Rus yazarlar Dostoyevsky ve Tolstoy tarafından sunulan tasvire sadık kalan etnograflar, Rusların Batılılardan daha çok karanlık duygulara ve anılara odaklanma eğiliminde olduklarını doğruladılar.

Bununla birlikte, yeni bir çalışma, Rusların kara kara kara kara kara düşünmeye eğilimli olmalarına rağmen, sonuç olarak Amerikalılara göre daha az depresyonda hissetme olasılıklarının olduğunu ortaya koyuyor.

Michigan Üniversitesi araştırmacısı Igor Grossmann, "Batılılar arasında, kişinin olumsuz duygularına odaklanmak refahı bozma eğilimindedir, ancak Ruslar arasında durum böyle değildir" dedi.

Grossman, Ağustos sayısında yayınlanacak bir çalışmanın ortak yazarıdır. Psikolojik Bilim, U-M Sosyal Araştırmalar Enstitüsü'nde öğretim üyesi ve psikoloji profesörü olan Ethan Kross ile.

"Ruslar, olumsuz duygularına Amerikalılardan daha fazla odaklanıyor, ancak kendilerini duygularından kendiliğinden, hatırladıkları deneyimlere kaptırma eğiliminde olan Amerikalılardan daha fazla uzaklaştırıyorlar."

Psikoloji alanında doktora adayı olan Grossmann, Ukrayna'nın yerlisidir. ISR tarafından desteklenen 2010 Daniel Katz Psikoloji Tez Bursunun kazananıdır.

Makale, Ulusal Ruh Sağlığı Enstitüsü'nün finansmanı ile yürütülen iki ayrı çalışmanın sonuçlarını bildiriyor.

Bir çalışmada, araştırmacılar 85 ABD'li öğrenci ve 83 Rus öğrenci arasında kendini yansıtma ve depresyon yaygınlığını inceledi.

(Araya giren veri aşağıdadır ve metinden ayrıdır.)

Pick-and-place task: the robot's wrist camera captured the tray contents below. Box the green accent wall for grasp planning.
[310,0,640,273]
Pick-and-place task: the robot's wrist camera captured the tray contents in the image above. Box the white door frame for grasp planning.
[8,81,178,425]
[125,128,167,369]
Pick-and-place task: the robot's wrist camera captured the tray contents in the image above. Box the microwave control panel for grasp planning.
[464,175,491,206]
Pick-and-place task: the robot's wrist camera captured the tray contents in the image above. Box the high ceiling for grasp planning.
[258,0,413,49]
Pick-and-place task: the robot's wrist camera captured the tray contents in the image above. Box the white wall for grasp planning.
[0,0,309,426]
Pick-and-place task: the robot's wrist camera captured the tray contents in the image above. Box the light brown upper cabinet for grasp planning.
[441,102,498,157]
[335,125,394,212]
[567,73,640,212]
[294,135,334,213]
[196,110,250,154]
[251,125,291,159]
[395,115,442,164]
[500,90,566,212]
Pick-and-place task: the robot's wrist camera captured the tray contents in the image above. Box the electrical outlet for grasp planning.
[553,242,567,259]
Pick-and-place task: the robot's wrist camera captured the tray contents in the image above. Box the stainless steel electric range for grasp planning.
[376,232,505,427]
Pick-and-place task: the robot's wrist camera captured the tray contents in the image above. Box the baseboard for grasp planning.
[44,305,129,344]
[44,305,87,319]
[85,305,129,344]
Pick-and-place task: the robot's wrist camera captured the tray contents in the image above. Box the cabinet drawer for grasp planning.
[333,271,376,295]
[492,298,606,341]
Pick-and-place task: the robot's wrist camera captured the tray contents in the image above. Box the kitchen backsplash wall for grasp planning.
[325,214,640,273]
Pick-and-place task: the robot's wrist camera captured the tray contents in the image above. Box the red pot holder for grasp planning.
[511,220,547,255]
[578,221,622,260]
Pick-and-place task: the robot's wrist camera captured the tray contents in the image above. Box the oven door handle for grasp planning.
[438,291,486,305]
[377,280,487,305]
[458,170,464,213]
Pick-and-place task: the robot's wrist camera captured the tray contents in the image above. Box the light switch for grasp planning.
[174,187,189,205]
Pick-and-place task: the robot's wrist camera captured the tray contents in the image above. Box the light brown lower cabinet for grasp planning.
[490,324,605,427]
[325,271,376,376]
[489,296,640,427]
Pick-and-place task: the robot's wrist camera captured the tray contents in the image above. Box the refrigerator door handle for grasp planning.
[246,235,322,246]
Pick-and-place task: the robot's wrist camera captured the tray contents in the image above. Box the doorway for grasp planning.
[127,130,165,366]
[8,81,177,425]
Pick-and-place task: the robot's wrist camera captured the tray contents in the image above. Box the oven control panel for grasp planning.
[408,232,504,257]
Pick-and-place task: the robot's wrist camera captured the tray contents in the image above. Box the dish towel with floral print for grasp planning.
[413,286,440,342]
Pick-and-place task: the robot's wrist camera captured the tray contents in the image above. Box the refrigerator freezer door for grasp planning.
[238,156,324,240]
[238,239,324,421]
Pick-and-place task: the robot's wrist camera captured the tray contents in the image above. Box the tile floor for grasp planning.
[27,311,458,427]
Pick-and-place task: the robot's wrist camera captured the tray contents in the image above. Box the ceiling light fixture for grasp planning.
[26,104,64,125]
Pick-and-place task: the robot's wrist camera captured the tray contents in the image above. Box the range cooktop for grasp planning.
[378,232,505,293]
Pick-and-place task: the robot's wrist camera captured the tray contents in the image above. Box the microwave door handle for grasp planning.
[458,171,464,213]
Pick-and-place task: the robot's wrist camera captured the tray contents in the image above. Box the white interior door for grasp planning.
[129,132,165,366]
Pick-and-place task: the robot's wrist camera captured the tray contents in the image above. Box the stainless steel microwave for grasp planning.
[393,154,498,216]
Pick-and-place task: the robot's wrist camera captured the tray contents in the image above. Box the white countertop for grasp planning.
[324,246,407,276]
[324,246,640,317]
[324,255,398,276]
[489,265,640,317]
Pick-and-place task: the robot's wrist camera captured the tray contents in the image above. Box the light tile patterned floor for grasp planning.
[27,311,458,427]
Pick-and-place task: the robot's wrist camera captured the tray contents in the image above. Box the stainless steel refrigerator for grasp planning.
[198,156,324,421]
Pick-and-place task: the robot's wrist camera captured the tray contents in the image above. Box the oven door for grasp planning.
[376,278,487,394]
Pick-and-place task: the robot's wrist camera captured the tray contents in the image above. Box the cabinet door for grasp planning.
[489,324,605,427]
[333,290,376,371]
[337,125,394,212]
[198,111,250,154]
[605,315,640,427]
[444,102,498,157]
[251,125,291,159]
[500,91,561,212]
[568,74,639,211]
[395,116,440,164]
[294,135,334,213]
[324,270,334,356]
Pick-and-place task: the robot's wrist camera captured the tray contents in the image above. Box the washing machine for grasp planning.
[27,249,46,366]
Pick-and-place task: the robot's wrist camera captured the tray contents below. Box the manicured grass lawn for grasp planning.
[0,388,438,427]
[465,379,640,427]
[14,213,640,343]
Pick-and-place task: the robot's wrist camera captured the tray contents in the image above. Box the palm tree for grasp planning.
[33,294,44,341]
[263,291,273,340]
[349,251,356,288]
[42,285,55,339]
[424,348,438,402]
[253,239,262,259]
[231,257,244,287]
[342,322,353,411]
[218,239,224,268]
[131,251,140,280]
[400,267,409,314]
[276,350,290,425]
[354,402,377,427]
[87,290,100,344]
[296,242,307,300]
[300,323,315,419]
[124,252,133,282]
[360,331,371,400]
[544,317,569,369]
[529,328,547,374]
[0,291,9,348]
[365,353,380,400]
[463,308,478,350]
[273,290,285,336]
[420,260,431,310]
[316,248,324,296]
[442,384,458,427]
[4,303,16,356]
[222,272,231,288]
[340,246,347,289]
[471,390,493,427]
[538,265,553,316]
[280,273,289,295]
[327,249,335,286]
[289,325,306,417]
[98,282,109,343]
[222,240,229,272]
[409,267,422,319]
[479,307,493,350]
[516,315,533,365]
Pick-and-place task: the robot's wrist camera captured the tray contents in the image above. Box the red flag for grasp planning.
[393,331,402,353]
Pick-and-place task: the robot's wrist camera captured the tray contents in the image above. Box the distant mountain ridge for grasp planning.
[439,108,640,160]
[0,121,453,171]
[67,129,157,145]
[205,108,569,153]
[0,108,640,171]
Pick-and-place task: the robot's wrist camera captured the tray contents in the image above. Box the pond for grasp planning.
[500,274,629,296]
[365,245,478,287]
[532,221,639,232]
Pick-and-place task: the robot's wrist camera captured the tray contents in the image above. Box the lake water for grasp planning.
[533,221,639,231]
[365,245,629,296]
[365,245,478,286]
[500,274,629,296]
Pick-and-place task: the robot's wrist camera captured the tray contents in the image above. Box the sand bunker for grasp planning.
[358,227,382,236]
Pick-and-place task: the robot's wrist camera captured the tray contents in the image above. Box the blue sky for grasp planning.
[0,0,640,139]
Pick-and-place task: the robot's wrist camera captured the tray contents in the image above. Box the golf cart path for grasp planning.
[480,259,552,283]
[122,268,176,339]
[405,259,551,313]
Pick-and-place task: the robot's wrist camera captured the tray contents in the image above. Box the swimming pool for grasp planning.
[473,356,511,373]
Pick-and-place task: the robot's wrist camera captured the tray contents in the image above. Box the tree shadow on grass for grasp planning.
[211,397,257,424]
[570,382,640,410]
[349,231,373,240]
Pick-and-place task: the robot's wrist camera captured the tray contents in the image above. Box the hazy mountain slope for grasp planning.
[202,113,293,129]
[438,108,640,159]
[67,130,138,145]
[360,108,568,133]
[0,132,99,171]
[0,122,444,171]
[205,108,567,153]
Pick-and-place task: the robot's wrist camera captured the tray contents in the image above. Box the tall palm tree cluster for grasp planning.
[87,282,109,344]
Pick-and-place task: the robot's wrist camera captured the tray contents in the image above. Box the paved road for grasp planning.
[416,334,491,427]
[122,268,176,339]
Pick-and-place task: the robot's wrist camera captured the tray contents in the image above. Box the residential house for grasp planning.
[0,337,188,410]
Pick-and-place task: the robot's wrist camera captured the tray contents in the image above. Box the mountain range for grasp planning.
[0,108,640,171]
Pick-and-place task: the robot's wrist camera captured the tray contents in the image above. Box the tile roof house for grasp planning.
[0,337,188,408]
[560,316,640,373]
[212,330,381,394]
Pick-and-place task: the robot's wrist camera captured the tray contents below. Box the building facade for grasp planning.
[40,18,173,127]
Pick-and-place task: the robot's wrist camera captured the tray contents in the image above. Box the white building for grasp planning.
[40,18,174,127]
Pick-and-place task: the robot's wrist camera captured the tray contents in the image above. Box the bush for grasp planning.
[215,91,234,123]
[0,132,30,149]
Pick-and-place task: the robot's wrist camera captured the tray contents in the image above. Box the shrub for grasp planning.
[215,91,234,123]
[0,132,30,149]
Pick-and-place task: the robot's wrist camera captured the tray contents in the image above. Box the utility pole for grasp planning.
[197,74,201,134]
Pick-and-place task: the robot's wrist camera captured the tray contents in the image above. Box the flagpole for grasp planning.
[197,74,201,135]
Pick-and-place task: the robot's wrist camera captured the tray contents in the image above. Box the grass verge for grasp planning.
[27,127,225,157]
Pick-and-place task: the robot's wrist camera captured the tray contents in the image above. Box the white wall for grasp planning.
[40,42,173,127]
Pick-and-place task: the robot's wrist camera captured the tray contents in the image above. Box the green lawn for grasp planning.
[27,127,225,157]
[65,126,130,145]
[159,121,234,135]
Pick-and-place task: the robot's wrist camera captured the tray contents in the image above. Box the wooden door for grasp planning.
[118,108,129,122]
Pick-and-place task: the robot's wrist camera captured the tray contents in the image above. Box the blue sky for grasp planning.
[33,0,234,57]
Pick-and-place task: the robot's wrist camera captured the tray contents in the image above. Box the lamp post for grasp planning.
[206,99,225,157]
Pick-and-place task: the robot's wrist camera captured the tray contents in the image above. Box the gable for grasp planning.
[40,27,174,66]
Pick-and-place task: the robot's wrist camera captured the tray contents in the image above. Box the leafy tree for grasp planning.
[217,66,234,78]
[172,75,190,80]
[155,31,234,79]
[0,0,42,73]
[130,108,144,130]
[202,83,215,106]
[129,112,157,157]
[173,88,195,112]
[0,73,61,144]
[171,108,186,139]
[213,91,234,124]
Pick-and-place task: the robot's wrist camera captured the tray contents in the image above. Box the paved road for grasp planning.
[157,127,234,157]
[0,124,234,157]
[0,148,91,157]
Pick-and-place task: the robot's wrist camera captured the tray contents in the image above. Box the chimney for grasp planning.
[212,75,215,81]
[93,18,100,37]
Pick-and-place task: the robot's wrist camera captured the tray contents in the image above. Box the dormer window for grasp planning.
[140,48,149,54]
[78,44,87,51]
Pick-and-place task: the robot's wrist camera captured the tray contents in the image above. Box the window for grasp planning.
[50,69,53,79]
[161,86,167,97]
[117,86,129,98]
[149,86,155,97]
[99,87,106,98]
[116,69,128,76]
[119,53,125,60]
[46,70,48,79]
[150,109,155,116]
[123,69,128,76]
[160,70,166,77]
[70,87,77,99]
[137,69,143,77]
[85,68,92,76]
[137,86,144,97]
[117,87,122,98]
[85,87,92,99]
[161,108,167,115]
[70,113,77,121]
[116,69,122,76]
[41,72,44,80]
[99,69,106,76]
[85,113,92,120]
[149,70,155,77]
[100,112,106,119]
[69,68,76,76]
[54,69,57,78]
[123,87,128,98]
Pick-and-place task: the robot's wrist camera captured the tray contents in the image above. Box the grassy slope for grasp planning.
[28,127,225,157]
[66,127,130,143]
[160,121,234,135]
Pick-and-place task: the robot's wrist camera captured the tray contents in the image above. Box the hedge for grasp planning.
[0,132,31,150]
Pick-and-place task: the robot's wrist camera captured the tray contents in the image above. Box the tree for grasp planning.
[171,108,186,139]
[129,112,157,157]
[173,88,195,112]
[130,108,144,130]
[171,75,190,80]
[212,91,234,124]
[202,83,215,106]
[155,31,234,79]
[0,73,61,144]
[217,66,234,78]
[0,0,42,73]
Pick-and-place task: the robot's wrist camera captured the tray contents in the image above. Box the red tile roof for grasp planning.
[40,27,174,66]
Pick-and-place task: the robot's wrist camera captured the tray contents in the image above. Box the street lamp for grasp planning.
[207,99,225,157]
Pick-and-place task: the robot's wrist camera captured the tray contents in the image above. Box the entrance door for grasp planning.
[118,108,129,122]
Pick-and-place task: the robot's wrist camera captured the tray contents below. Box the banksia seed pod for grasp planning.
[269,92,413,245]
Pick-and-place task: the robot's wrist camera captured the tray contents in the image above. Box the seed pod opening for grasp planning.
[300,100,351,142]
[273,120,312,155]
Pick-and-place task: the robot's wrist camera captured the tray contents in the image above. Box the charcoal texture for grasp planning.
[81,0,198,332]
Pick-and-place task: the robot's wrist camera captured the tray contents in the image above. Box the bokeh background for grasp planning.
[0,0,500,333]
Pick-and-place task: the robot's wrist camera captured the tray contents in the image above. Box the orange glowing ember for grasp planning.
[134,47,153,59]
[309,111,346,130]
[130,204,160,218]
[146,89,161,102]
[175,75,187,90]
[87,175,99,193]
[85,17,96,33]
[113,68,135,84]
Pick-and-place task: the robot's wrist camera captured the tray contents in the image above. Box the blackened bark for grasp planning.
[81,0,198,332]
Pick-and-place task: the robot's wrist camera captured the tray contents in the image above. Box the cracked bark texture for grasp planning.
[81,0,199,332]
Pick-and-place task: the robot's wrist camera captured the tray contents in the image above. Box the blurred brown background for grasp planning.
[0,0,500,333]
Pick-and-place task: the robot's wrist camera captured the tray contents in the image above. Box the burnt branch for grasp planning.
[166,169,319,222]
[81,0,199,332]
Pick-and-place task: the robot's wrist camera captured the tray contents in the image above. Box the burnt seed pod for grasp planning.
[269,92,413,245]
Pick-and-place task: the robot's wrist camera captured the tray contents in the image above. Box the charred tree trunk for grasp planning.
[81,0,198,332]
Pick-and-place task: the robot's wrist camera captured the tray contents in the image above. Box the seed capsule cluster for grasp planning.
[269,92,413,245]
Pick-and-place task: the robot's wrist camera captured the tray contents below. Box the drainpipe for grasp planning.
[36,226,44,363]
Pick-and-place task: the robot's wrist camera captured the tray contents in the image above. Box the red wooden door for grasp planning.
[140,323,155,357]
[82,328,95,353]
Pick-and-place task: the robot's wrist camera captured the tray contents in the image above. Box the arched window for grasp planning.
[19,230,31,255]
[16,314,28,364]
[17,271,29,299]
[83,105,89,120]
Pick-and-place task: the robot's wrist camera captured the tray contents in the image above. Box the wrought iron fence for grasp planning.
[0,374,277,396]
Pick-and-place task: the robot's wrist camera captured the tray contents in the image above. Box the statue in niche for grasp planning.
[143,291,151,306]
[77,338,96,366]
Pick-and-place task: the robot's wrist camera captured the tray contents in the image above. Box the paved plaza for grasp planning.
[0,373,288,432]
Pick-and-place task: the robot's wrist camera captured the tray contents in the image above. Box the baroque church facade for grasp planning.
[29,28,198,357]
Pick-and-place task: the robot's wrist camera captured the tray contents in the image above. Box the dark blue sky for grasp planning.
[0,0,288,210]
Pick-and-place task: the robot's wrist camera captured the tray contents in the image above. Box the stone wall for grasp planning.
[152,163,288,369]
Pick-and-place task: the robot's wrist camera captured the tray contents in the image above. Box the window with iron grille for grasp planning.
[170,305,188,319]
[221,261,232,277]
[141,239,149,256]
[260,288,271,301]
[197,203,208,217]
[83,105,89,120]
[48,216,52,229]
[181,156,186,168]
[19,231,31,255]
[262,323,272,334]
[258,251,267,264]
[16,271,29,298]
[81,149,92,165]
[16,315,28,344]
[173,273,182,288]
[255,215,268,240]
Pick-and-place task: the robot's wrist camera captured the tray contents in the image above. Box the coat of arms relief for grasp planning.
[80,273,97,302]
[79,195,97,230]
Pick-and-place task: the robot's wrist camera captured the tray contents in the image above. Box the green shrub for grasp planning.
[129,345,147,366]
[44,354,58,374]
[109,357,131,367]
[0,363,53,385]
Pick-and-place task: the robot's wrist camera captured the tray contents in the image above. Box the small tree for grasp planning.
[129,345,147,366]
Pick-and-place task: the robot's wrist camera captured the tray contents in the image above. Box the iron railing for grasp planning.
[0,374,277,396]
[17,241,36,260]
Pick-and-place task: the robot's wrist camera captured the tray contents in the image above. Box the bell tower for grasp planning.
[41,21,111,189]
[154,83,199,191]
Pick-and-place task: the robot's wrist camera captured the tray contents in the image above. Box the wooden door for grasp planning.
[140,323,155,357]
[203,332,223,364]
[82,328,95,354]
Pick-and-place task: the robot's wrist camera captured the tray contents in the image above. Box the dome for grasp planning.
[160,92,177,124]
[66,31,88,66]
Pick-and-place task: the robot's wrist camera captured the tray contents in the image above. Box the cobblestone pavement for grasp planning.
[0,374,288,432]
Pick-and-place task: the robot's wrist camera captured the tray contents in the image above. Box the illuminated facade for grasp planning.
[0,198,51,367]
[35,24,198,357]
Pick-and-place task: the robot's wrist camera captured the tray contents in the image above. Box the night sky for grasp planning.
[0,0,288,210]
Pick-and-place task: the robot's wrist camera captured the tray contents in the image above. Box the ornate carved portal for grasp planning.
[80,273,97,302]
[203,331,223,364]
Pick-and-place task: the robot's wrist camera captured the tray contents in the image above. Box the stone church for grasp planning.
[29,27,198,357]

Katılımcılar, kara kara düşünme düzeylerini ve depresif belirti düzeylerini ölçmek için tasarlanmış testleri tamamladılar.

Araştırmacılar, Rusların kara kara düşünmeye daha yatkın olduğunu, ancak bunu yapmanın Amerikalılara göre daha az depresif belirtilerle ilişkili olduğunu buldular.

İkinci çalışmada, 86 ABD'li ve 76 Rus öğrenciden, son zamanlarda yaşanan hoş olmayan kişilerarası deneyim hakkındaki "en derin düşünce ve duygularını" hatırlamaları ve analiz etmeleri istendi. Araştırmacılar bu egzersizden sonra sıkıntı düzeylerini ölçtüler.

Daha sonra katılımcılardan, kendi içine dalmış bir perspektifi (olayın kendi gözleriyle sanki oradaymış gibi tekrar ettiğini görerek) ne ölçüde kendi kendine mesafeli bir perspektife (olayı bir gözlemci olarak ortaya çıktığını izlemek) benimsemeleri istendi. duygularını analiz ederken kendilerini uzaktan görebilirler.

Amerikalılar ile karşılaştırıldığında, Ruslar deneyimi hatırladıktan sonra daha az sıkıntı gösterdiler ve deneyimi analiz ederken diğer kişiyi suçlama olasılıkları daha düşüktü.

Daha da önemlisi, Ruslar, duygularını analiz ederken kendilerini deneyimlerinden kendiliğinden uzaklaştırma olasılıklarının Amerikalılardan daha yüksek olduğunu belirtti. Ve bu öz-mesafe eğilimi, daha düşük sıkıntı ve suçlama seviyeleriyle bağlantılıydı.

Grossmann'a göre, her iki çalışmanın genel bulguları, kültürün olumsuz deneyimler üzerinde düşünmenin duygusal ve bilişsel sonuçlarını değiştirdiğini göstermektedir.Bulgular aynı zamanda durumun neden böyle olduğunu da ortaya koyuyor - bazı insan grupları, olumsuz deneyimleri analiz ederken diğer gruplara göre kendiliğinden daha fazla mesafe bırakabilir.

Grossmann, "Bu bulgular, insanların olumsuz deneyimleri uyarlamalı veya uyumsuz bir şekilde yansıtmasının mümkün olduğunu gösteren artan bir araştırma grubuna katkıda bulunuyor" dedi.